Relationships between body composition parameters and fluorouracil pharmacokinetics.

Br J Clin Pharmacol

Department of Pharmacology and Anaesthesiology, University of Padova, Padova and Oncology Division, Rovigo Hospital, Rovigo, Italy.

Published: August 2002

Aims: To verify whether fluorouracil (FU) clearance (CL) and volume of distribution (V(ss)) are better correlated with specific body compartments, such as body cell mass (BCM), total body water (TBW) or fat free mass (FFM), rather than with body surface area (BSA) or total body weight (BW).
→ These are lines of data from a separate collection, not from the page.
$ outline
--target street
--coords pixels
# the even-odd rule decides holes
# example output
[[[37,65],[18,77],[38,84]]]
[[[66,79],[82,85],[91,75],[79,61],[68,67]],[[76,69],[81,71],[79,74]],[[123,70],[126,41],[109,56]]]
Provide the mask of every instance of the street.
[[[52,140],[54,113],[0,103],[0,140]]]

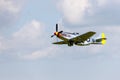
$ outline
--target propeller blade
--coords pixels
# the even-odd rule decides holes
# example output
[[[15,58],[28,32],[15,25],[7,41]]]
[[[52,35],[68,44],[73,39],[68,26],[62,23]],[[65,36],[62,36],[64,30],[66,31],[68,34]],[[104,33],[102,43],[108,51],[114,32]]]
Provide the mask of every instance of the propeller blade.
[[[51,38],[54,37],[54,36],[55,36],[55,35],[52,35]]]
[[[56,32],[58,32],[58,24],[56,24]]]
[[[59,31],[59,33],[62,33],[63,31]]]

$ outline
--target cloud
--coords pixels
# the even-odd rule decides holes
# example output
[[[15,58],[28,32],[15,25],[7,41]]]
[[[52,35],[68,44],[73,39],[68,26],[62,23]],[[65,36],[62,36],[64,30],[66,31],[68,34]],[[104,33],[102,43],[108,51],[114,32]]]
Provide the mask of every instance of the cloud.
[[[119,25],[119,0],[60,0],[64,20],[79,25]]]
[[[25,60],[36,60],[40,58],[53,56],[55,51],[56,51],[56,48],[51,46],[42,50],[34,51],[31,54],[22,55],[21,58]]]
[[[61,0],[59,3],[59,9],[63,12],[65,19],[71,23],[82,20],[89,7],[88,0]]]
[[[21,11],[23,0],[0,0],[0,28],[10,27]]]

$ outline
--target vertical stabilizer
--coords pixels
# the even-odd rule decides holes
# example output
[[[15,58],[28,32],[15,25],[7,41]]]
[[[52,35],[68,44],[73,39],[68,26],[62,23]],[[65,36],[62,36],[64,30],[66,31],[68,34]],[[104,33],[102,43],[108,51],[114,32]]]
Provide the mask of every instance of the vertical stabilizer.
[[[106,37],[105,37],[105,33],[102,33],[102,41],[101,41],[101,43],[104,45],[104,44],[106,44]]]

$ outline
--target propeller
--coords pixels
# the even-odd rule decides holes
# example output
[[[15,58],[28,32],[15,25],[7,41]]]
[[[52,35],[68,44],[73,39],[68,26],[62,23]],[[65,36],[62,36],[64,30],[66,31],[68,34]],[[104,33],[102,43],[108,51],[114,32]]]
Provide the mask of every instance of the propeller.
[[[56,35],[56,33],[58,32],[58,24],[56,24],[56,32],[51,35],[51,38],[54,37]],[[63,31],[59,31],[58,33],[62,33]]]

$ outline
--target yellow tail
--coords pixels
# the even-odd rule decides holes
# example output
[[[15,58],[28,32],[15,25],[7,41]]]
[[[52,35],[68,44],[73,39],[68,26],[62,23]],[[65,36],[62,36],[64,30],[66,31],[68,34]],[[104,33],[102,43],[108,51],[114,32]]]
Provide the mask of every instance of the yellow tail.
[[[101,43],[104,45],[106,44],[106,37],[105,37],[105,33],[102,33],[102,41]]]

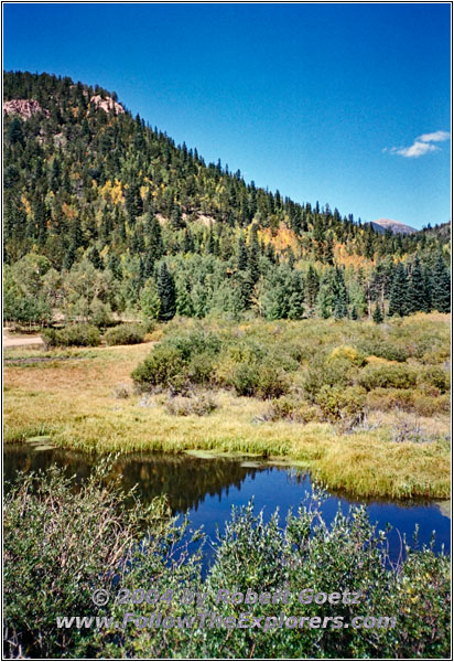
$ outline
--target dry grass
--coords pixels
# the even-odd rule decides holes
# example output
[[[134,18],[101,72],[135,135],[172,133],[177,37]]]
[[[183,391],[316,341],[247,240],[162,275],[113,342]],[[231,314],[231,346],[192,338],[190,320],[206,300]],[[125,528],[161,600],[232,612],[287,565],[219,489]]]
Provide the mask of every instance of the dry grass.
[[[340,435],[328,424],[253,423],[263,402],[230,392],[217,393],[218,408],[205,417],[170,415],[162,395],[116,398],[115,386],[132,384],[130,373],[152,344],[74,350],[77,360],[7,365],[6,441],[46,433],[56,445],[87,451],[256,452],[303,462],[329,488],[358,496],[450,495],[450,449],[440,439],[448,431],[447,417],[421,419],[439,440],[396,444],[390,413],[374,414],[382,418],[379,426]]]

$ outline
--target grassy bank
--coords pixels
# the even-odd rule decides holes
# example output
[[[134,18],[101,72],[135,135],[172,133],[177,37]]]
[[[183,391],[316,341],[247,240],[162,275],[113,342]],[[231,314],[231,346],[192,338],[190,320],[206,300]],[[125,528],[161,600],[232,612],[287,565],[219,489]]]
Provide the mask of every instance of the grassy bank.
[[[277,513],[266,523],[248,504],[226,522],[204,577],[199,555],[185,544],[197,537],[198,546],[203,534],[169,521],[163,500],[128,504],[106,476],[98,469],[75,492],[54,468],[22,477],[8,494],[6,658],[448,658],[450,557],[407,547],[390,567],[385,532],[364,508],[328,525],[313,501],[281,528]],[[94,605],[95,587],[110,597],[105,607]],[[231,598],[219,601],[219,590]],[[199,624],[203,612],[214,620]],[[148,627],[158,613],[169,626]],[[56,626],[76,615],[109,621]]]
[[[314,416],[303,423],[298,417],[272,418],[269,401],[239,396],[235,389],[219,385],[199,389],[202,396],[215,401],[216,408],[206,416],[170,413],[165,389],[134,393],[131,372],[154,351],[162,334],[172,338],[193,327],[194,322],[175,321],[158,329],[154,342],[46,352],[47,360],[42,362],[20,361],[36,353],[9,351],[8,360],[17,362],[4,370],[6,441],[48,435],[56,446],[98,452],[252,452],[301,462],[329,488],[358,496],[448,496],[447,386],[432,384],[433,374],[440,381],[440,374],[446,373],[448,316],[420,314],[380,328],[333,320],[255,321],[231,325],[227,331],[225,324],[210,324],[214,332],[229,333],[230,340],[235,337],[238,343],[253,341],[273,352],[273,348],[275,352],[278,348],[296,348],[298,357],[285,376],[290,380],[290,396],[301,392],[300,399],[305,397],[309,377],[314,377],[313,365],[320,366],[323,377],[326,365],[332,370],[331,356],[336,357],[339,348],[344,348],[344,354],[345,348],[354,348],[358,355],[363,352],[363,362],[354,357],[358,365],[347,365],[348,370],[344,357],[343,363],[336,363],[336,370],[339,365],[344,372],[347,370],[349,383],[355,385],[347,388],[365,392],[361,397],[367,416],[349,429],[329,417]],[[383,354],[387,346],[394,353],[391,359],[372,353],[376,348],[378,354]],[[322,360],[325,363],[320,363]],[[410,380],[409,384],[398,383],[398,387],[396,383],[383,387],[382,376],[389,376],[390,366],[393,378],[396,374],[399,380],[402,374],[406,380],[414,376],[414,383]],[[230,367],[223,359],[216,370],[226,374]],[[357,383],[367,388],[357,387]],[[325,391],[331,393],[329,387]],[[323,386],[320,393],[323,395]],[[314,397],[318,402],[316,393]]]

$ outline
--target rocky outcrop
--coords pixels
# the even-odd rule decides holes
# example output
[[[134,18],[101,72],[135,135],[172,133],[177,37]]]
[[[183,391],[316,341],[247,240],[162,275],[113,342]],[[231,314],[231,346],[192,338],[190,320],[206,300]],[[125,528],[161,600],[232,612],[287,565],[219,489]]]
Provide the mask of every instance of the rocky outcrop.
[[[116,115],[125,113],[125,108],[121,104],[115,102],[111,97],[102,98],[99,94],[93,96],[90,98],[91,104],[96,106],[96,108],[102,108],[106,113],[114,110]]]
[[[34,99],[11,99],[3,104],[4,115],[20,115],[22,119],[29,119],[36,113],[43,113],[46,117],[50,116],[48,110],[42,108],[41,105]]]

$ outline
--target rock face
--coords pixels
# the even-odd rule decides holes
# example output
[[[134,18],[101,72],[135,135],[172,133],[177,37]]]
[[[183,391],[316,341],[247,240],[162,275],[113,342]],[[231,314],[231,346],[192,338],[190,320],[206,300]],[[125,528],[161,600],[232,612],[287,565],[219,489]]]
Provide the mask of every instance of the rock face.
[[[116,115],[125,113],[121,104],[117,104],[111,97],[106,97],[105,99],[99,95],[95,95],[90,98],[91,104],[95,104],[96,108],[102,108],[106,113],[114,109]]]
[[[22,119],[29,119],[36,113],[44,113],[47,117],[50,116],[48,110],[42,108],[34,99],[11,99],[3,104],[4,115],[20,115]]]
[[[404,223],[399,223],[399,221],[390,221],[390,218],[379,218],[378,221],[372,221],[372,227],[380,232],[380,228],[390,229],[394,234],[413,234],[418,232],[414,227],[410,225],[406,225]],[[379,227],[377,227],[377,225]]]

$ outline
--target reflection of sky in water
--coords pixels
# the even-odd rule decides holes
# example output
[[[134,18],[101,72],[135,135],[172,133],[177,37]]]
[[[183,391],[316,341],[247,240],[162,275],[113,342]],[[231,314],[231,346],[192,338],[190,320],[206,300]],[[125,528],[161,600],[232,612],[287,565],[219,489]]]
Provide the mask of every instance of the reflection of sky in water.
[[[52,463],[66,468],[68,476],[76,474],[84,480],[96,458],[84,453],[62,450],[35,451],[30,446],[6,446],[4,476],[12,478],[19,469],[45,469]],[[115,467],[114,473],[122,474],[122,483],[128,491],[139,484],[138,494],[149,501],[165,492],[175,513],[190,510],[191,527],[203,525],[212,541],[216,540],[216,525],[220,532],[224,523],[230,519],[231,506],[246,505],[253,498],[256,512],[263,509],[266,521],[279,506],[281,525],[284,525],[289,508],[293,512],[311,494],[311,480],[282,467],[257,467],[231,459],[199,459],[187,456],[134,455],[123,456]],[[331,523],[338,510],[347,514],[354,502],[344,496],[331,495],[322,504],[322,512]],[[414,527],[419,524],[419,544],[429,544],[435,531],[435,551],[444,544],[451,552],[451,520],[444,516],[434,503],[370,502],[367,504],[369,519],[378,523],[379,528],[391,524],[393,531],[388,534],[391,560],[399,557],[400,536],[407,543],[413,543]],[[400,532],[400,536],[397,533]],[[210,547],[206,546],[209,553]]]
[[[307,503],[306,493],[311,494],[311,492],[309,476],[296,480],[289,469],[268,468],[255,476],[247,476],[239,489],[230,485],[223,490],[221,495],[206,495],[203,503],[190,511],[190,520],[193,527],[204,525],[208,536],[216,540],[216,525],[223,532],[224,522],[230,517],[231,506],[240,508],[253,498],[256,512],[263,509],[266,521],[279,505],[280,522],[284,525],[289,508],[293,508],[293,512],[296,512],[302,502]],[[339,503],[343,514],[346,515],[349,506],[359,504],[359,501],[328,496],[322,503],[322,513],[328,524],[336,515]],[[378,528],[385,530],[388,523],[392,525],[393,531],[388,534],[391,560],[399,557],[400,536],[402,538],[406,536],[407,543],[413,545],[412,536],[417,524],[420,528],[419,545],[429,544],[432,531],[435,531],[435,551],[440,552],[444,544],[445,552],[451,552],[451,521],[435,504],[404,506],[396,503],[371,502],[367,505],[367,512],[369,520],[374,524],[377,522]],[[399,530],[400,536],[396,530]]]

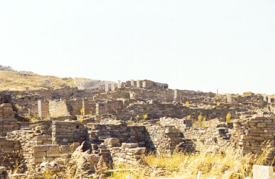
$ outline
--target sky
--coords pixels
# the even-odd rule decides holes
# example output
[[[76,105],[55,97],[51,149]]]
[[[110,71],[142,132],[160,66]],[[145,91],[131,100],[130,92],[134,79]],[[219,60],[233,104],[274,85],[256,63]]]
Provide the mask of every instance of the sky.
[[[274,0],[0,0],[0,65],[275,93]]]

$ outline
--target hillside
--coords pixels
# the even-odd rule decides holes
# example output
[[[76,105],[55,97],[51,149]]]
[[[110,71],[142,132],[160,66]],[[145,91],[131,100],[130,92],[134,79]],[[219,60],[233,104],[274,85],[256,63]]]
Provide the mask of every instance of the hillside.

Methods: Thirty-four patients (13 females and 21 males) affected by colorectal cancer and receiving FU as adjuvant therapy entered the study. CL and Vss were determined after a 2 min i.v. injection of FU (425 mg m(-2)) and leucovorin (20 mg m(-2)). Body composition, in terms of BCM, TBW and FFM, was evaluated non-invasively by bioelectrical impedance analysis (BIA).

Results: Significant but poor correlations were found between CL or V(ss) and most anthropometric parameters, including BIA-derived measures (r2 range=0.10-0.21). However, when multiple regression analysis was performed with sex, TBW and FFM as independent variables, the correlations improved greatly. The best correlation was obtained between CL and sex (r2=0.44) and between V(ss) and sex (r2=0.36). FFM-normalized CL was significantly higher in women than in men (0.030+/-0.008 vs 0.022+/-0.005 l min(-1) kg)(-1); 95% CI of difference 0.012, 0.003; P=0.003), suggesting that FU metabolism is more rapid in females. Surprisingly, V(ss) was highly correlated with CL (r2=0.67; CL=0.52+V(ss) x 0.040). This finding may either be explained by extensive drug metabolism in extra-hepatic organs or by variable inactivation on first-pass through the lung. Both these hypotheses need experimental validation.

Conclusions: The pharmacokinetics of FU are better predicted by FFM and TBW than by standard anthropometric parameters and predictions are sex-dependent. The use of BIA may lead to improved dosing with FU.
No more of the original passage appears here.